8. How is HDFS different from traditional NFS?

NFS (Network File system): A communication standard for granting remote users access to stored data. Files stored on the disk of a remote device can be accessed with the same ease by NFS clients as if they were stored locally.

HDFS (Hadoop Distributed File System): When multiple computers, or nodes, are connected via a network, they can use a system called a distributed file system to store and access data. HDFS is reliable because it stores multiple replicas of files in the file system, with replication set to level 3 by default.

The key distinction is in how they handle failure and replication. HDFS is built to be resilient in the face of disruptions. Because of this, NFS cannot tolerate errors of any kind.

Benefits of HDFS over NFS:HDFS also facilitates the creation of multiple copies of files, which helps with fault tolerance. This alleviates the common problem of multiple clients trying to access the same file at the same time. More so than with NFS, reading performance scales better due to files having multiple images on different physical disks.

9. What is data modelling and what is the need for it.

The IT industry has used data modeling as a business for decades. The data model is a method for acquiring intimate familiarity with the data and thus arriving at the diagram. Businesses and IT experts are more likely to grasp the data and its potential applications when presented with it in a visual format.

Models for Data, Different Types

Conceptual models, logical models, and physical models are the three most common types of data representations. Imagine them as a step up from an abstract design to a detailed road map of the database’s infrastructure and final shape.

  • Conceptual Data Model:
    The most basic and generalized model of data is the conceptual one. The model undergoes minimal annotation, but the structure and controls of the data relationships are established. Included are such things as the fundamental market rules that must be followed, the depths or entity classes of data that you intend to cover, and any other regulations that may restrict your layout choices. When a project is still in its early stages, data models are useful.
  • Logical Data Model:
    The logical data model adds to the conceptual model’s framework, but with a greater emphasis on relationships. Thus, many common annotations focus on broad properties or attributes of data rather than individual data elements.
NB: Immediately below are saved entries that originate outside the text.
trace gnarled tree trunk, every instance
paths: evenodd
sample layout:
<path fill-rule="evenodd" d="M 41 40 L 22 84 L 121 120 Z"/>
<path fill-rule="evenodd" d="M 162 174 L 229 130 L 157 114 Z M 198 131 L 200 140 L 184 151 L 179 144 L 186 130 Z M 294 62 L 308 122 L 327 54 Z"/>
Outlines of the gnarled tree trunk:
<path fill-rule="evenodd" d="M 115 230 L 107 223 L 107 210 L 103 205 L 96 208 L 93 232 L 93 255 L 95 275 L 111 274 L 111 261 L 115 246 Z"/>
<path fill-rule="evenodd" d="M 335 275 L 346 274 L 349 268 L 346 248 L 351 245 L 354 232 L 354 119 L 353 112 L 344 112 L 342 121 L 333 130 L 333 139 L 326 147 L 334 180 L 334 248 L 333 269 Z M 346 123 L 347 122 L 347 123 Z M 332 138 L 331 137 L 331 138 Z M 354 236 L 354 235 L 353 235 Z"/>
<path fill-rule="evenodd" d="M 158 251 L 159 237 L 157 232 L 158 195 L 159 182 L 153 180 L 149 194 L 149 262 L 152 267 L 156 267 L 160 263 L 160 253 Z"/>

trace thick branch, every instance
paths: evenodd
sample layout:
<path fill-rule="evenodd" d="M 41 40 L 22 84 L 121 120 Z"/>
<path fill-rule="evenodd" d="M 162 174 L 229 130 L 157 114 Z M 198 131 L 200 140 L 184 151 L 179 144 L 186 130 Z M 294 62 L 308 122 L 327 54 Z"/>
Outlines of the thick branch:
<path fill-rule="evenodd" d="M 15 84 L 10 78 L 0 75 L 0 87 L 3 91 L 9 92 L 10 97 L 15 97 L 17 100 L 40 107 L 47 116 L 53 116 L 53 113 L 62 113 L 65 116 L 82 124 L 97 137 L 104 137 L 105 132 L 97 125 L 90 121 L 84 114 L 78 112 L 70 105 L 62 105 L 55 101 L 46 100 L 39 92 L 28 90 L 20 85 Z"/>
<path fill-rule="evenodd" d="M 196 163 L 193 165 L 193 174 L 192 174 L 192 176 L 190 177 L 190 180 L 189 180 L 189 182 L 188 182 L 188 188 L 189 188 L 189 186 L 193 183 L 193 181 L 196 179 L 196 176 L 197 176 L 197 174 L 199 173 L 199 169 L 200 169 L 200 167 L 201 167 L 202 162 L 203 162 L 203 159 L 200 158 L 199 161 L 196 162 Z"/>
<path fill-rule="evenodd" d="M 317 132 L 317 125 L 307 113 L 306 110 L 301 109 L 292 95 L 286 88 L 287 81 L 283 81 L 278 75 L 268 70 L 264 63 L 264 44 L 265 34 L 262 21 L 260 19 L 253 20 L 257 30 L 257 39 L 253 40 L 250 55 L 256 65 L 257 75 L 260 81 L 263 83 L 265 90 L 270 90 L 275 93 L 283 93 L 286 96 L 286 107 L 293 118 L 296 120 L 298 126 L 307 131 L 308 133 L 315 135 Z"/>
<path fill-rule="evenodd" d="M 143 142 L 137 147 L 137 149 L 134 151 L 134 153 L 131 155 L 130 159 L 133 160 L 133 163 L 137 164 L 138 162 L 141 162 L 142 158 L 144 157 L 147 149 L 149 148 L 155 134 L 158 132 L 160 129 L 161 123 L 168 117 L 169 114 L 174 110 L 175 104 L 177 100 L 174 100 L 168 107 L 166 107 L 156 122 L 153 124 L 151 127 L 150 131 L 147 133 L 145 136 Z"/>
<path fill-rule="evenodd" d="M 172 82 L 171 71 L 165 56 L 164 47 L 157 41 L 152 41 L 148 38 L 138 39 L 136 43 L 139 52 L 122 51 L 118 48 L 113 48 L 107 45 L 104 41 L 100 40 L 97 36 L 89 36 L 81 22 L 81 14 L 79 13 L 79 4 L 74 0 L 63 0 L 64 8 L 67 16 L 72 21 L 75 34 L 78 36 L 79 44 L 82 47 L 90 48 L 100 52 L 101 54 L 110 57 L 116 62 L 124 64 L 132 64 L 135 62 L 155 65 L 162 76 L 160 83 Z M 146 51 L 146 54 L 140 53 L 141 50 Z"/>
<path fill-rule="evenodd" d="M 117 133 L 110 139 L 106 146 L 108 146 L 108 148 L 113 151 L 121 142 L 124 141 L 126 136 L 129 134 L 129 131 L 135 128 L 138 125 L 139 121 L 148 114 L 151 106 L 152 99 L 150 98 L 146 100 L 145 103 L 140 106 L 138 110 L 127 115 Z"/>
Data warehousing initiatives can benefit from this model as a result.
  • Physical Data Model:
    The physical data model is the final step prior to database production, and it typically takes into account properties and rules unique to the database management system being used.

Advantages Of Data Modeling:

  • When it comes to managing their data, businesses can reap a number of advantages from adopting a data-modeling strategy.
  • Foreseeing the best course of action requires cleaning, organizing, and modeling your data before you even consider building a database. As data modeling improves data quality, databases become more constrained, error-prone, and poorly designed.
  • In data modeling, you can see the data flow and the structure you’ve imagined for the data. This helps staff members understand data activity and their role in the bigger picture of data management. It also improves the flow of information between teams within a company.
  • The deeper database design made possible by data modeling leads to more advanced applications and data-driven business insights.